We need to see this more in our work. Hard work cannot be infinite. The more we can work in short sprints, within the context of progress, the more opportunities we will have to recharge our motivation. It’s the accumulation of small wins that leads to victory.

4. MAKE IT HARD TO MAKE IT HARD FOR YOURSELF
When the path to progress is unclear or our goals are seemingly unachievable, many of us will conjure up self-sabotaging stories to excuse our lack of progress and performance. Without necessarily intending to, we’ll invent alibis that excuse ourselves from poorer performance. “I work better when under pressure,” says the procrastinator, leaving an important project to the last minute. Then, when the disc corrupts or the migraine sets in at the last minute, the procrastinator is able to say, “Well, if it weren’t for that, of course I’d have done a better job.”

The perfectionist never has enough time, because they spent the first 80% of the time micro-managing unimportant details. And the overcommitted executive remains faultless – with all of those projects they’ve taken on board, what can one expect if some of them aren’t done well?

These self-sabotaging stories thrive on vagueness and an unclear game. They fall apart when we create real visibility of progress. To combat self-sabotage, we need to get clear on the game we are playing and draw a clear line between story and reality.

5. MANAGE CONTEXT
On any given day, you are playing multiple roles. You may start the day as a parent and family person, then shift to strategic adviser, then to negotiator, then to manager, then to mentor, then to mate.

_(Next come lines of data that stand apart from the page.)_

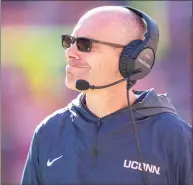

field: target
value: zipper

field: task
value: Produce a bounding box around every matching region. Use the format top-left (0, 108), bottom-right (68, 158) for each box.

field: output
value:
top-left (94, 118), bottom-right (102, 165)
top-left (98, 118), bottom-right (102, 127)
top-left (97, 118), bottom-right (102, 131)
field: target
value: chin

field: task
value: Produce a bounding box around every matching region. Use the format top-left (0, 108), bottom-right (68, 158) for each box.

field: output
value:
top-left (65, 78), bottom-right (76, 90)
top-left (65, 75), bottom-right (83, 92)
top-left (65, 72), bottom-right (90, 92)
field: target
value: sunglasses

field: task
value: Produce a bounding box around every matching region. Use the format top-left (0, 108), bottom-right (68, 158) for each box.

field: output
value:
top-left (61, 34), bottom-right (125, 52)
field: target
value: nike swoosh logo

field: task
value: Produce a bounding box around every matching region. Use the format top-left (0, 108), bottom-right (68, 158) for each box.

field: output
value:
top-left (47, 155), bottom-right (63, 167)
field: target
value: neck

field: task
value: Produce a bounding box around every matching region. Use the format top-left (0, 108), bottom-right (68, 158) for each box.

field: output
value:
top-left (85, 82), bottom-right (137, 118)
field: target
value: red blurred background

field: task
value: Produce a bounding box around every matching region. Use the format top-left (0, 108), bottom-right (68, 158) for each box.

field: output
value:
top-left (1, 1), bottom-right (192, 184)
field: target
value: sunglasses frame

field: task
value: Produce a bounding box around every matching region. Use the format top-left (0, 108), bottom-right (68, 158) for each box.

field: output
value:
top-left (61, 34), bottom-right (125, 52)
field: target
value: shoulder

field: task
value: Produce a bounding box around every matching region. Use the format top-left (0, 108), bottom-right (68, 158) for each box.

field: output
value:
top-left (151, 113), bottom-right (192, 146)
top-left (153, 112), bottom-right (192, 137)
top-left (153, 113), bottom-right (192, 159)
top-left (34, 106), bottom-right (71, 139)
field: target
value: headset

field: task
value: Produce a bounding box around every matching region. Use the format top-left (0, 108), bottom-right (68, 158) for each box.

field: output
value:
top-left (119, 6), bottom-right (159, 82)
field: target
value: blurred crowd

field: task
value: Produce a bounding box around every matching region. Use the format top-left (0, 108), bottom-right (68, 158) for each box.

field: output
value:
top-left (1, 1), bottom-right (192, 184)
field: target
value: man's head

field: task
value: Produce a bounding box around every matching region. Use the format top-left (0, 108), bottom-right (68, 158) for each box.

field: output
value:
top-left (64, 6), bottom-right (146, 91)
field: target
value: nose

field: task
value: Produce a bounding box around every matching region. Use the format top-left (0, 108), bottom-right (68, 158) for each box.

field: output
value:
top-left (65, 42), bottom-right (79, 60)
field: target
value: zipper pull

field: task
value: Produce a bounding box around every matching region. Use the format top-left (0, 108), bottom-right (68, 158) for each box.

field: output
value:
top-left (97, 118), bottom-right (102, 130)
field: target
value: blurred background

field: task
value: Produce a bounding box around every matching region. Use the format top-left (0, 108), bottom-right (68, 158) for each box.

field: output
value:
top-left (1, 1), bottom-right (192, 184)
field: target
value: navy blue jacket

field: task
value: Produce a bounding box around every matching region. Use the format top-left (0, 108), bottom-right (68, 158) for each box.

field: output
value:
top-left (21, 89), bottom-right (192, 185)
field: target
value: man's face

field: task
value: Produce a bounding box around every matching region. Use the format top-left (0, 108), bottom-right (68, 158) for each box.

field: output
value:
top-left (64, 12), bottom-right (124, 91)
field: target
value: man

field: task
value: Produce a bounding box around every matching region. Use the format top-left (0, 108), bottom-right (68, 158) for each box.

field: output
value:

Sometimes you can bring the mindset from one context into another one, essentially contaminating it. We’ve all been in that situation where, after an incredibly busy and stressful day, we’ve brought ‘boss mode’ back home. The family don’t like it.

One thing you can do here is remember that everything is a game. There are always goals, rules and feedback within any given context. Philosopher James Carse, author of Finite and Infinite Games, says there are at least two kinds of game: those that are played to win, and those that are played for the sake of continuing the play.

“Finite players play within boundaries, infinite players play with boundaries.” Knowing games are at play will help you to pause, shift and adapt your mindset between them.

6. BUILD THE NARRATIVE
One of the biggest things missing in most organisations is a strong sense of ‘narrative’. This is how purpose is expressed beyond numbers. It’s the story of ‘why’ we do our work. Leading games do this well – there’s a narrative that players move through.

Leading companies also craft compelling narratives. Remember Apple’s ‘Think different’ campaign? The intended audience for this was actually internal. Steve Jobs had just taken over a demoralised company; he needed them to rediscover the purpose and pride in their work.

7. CONDUCT EXPERIMENTS
Game designers would call this play-testing, and anyone who has worked on agile projects would know that a lot of work is experimental, and developed through iteration. At a functional level, this works with short sprints; rather than cooking up a perfect plan, and then grinding through periods of stalled productivity and progress, we instead move through various ‘checkpoints’. If one particular approach is not working, we reset to the latest checkpoint and try another.

Games do this tremendously well, so much so that research suggests most gamers spend 70–90% of their time failing. But they’re able to fail fast, and learn from each attempt.

In our own work, we could learn from failure. Apathy is the enemy.

Or, if failure is a bit too heavy a word, think of it like this: in science there’s no such thing as failure, only disproven hypotheses. Persistence is noble and sometimes necessary. Progress is better. If something’s not working, try something else. It’s like Edison once said: “I’ve never failed. I’ve only found 10,000 ways that didn’t work.”